Thoughts on 2008 SANS Forensics and IR Summit
http://taosecurity.blogspot.com/2008/10/thoughts-on-2008-sans-forensics-and-ir.html

Evil Bits
Freebie Memory Analysis
http://www.darkreading.com/blog.asp?blog_sectionid=447&doc_id=160064

ただ、死んでる状態に比べて、稼働中システムへの対応では、より Windows の動きというかを色々と知ってないといけなそうなイメージというか、実際にそういう印象を受けている今日この頃です。

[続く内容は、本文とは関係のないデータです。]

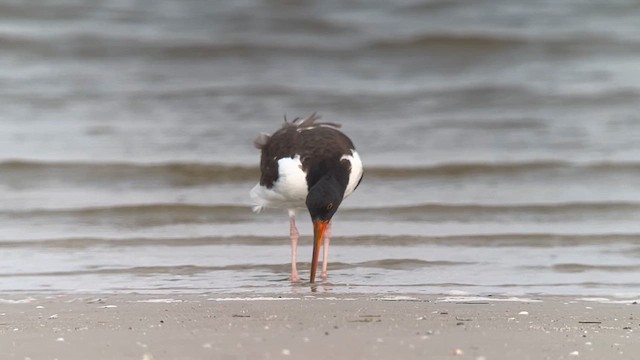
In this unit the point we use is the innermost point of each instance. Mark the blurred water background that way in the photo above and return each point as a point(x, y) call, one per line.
point(501, 140)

生きてるので動きっぱなしという点でも、調査手順をよく考えないとどんどん消えていくし・・・orz
従来はファイルシステム上にある情報をベースに考えればよかったと思いますが、稼働中に取得した揮発性情報と、ファイルシステム上の情報との差異をどう考えるべきかとか、なんか悩みが増えた気がしています。(例えばメモリダンプするのはよいんですが、メモリダンプも一瞬で終わるわけではなく、数分とかかかって取得すると、その間にファイルシステム上はどんどん変化するので、取得した揮発性情報とマッチしないというか、どう動いたのかイマイチわからない点が出てくるような)
とはいえ、メモリイメージからしか情報得られないケースというのが現実的に出てきてたりもするので、好きとか嫌いとかに関わらず否応なく考えないといけない状況にありますね。